And then we took it public and then [I was] learning how to do some
acquisitions. I think [I was] getting more skilled at integrating those
and managing the growth. More recently, I suppose in general, that was
the lesson. You said "How do I manage my time and how do I deal
with it?" For those years, was all you had to be good
Page 30at was prioritization. As long as you were focussed
on prioritization—. I tend to be reasonably good at that. I
don't waste a lot of time, I don't think, on social chatting or just
doing things that won't be productive to the business. The last two to
three years, though, has been somewhat different because as a company
grows, I think you have a community responsibility to a greater degree.
You're also the leader of a larger group of people, and you have to
behave a bit "presidential" on occasions. If I'm
invited to open a new building in our company somewhere, I think it's
only with a fair amount of thought that I would turn that down because
otherwise the company would not feel you're the leader. So the numbers
of things like that vastly increase as you're in thirty odd countries
with 18,000 people. You obviously have a lot more of that. You also have
a lot more need to talk to the press and be responsible community-wise.

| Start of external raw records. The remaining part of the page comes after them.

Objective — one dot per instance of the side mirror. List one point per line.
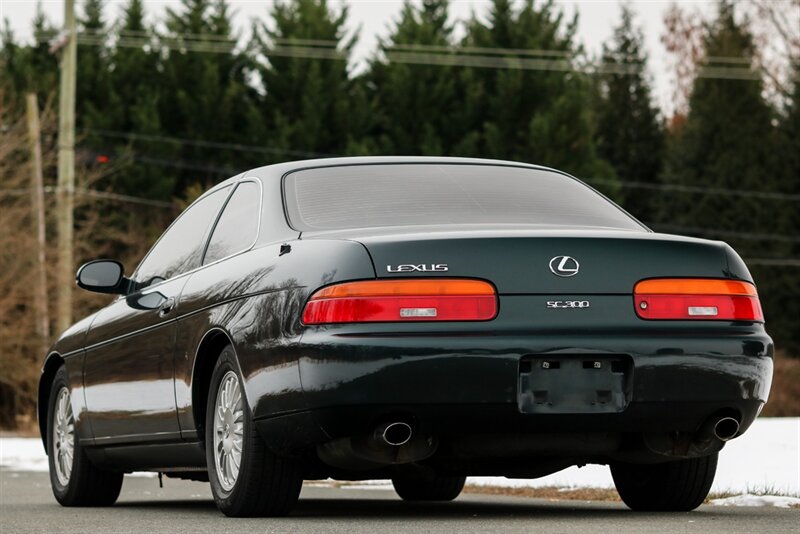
(103, 276)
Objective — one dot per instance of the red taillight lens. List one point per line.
(402, 301)
(697, 298)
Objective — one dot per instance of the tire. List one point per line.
(264, 484)
(678, 486)
(428, 487)
(74, 479)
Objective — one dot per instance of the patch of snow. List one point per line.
(22, 454)
(765, 460)
(757, 500)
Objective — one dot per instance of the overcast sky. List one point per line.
(375, 18)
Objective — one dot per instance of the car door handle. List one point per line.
(166, 307)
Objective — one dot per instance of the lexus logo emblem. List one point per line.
(564, 266)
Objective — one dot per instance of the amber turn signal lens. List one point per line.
(448, 299)
(697, 299)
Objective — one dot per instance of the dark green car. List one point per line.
(418, 319)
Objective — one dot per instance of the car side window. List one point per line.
(237, 227)
(181, 247)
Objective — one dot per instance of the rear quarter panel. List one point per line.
(257, 299)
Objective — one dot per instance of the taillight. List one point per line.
(697, 298)
(402, 301)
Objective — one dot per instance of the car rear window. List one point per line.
(364, 196)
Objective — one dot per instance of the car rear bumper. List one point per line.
(451, 385)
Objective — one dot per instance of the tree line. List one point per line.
(175, 105)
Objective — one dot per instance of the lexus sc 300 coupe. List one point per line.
(415, 319)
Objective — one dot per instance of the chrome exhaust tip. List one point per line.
(394, 434)
(726, 428)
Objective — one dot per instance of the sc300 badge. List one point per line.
(562, 304)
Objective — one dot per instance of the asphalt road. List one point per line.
(26, 505)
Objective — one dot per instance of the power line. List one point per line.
(431, 55)
(205, 144)
(774, 262)
(715, 191)
(727, 233)
(95, 194)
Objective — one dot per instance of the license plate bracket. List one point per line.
(577, 384)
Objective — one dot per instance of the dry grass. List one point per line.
(550, 493)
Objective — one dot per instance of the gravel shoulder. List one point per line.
(181, 506)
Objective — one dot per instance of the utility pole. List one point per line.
(37, 207)
(66, 167)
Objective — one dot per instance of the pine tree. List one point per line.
(29, 68)
(417, 106)
(309, 105)
(136, 87)
(208, 98)
(629, 134)
(93, 82)
(728, 142)
(541, 116)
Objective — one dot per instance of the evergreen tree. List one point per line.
(310, 104)
(29, 68)
(136, 86)
(417, 106)
(208, 98)
(728, 142)
(93, 81)
(541, 116)
(629, 134)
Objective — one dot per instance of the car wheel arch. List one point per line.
(209, 349)
(52, 364)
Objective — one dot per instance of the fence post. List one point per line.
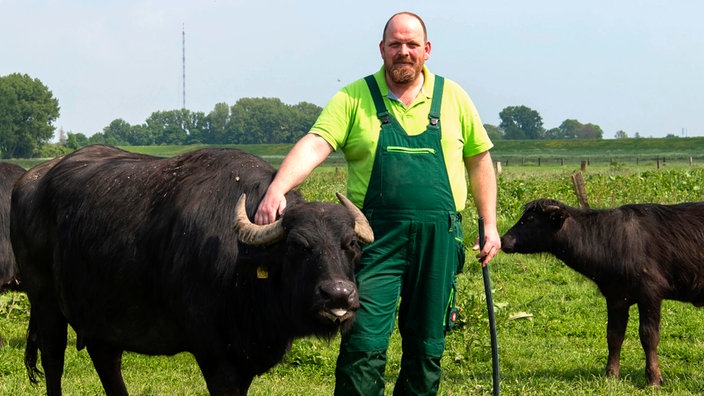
(579, 189)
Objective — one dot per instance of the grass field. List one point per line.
(551, 321)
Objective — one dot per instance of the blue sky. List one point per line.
(634, 65)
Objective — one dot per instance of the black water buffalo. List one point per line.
(9, 173)
(636, 254)
(140, 253)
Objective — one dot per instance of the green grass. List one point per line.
(556, 347)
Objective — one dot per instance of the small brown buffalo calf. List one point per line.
(636, 254)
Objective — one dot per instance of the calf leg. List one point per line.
(107, 361)
(615, 333)
(649, 331)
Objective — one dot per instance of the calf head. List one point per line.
(536, 230)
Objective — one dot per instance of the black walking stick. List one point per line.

I sit on boards and other entities. I think, in part, because I think
it's a good thing to do, but also, in part, you feel you have a
community responsibility. Your company would have a bad name and would
not show leadership in the broad sense, if you didn't do that. So these
things become much more prevalent, and you have to make many more
choices; therefore, the choices get more and more complicated. So that
has been a feature, I suppose, of success and growth. That certainly is
the situation now. That wasn't true five or ten years ago.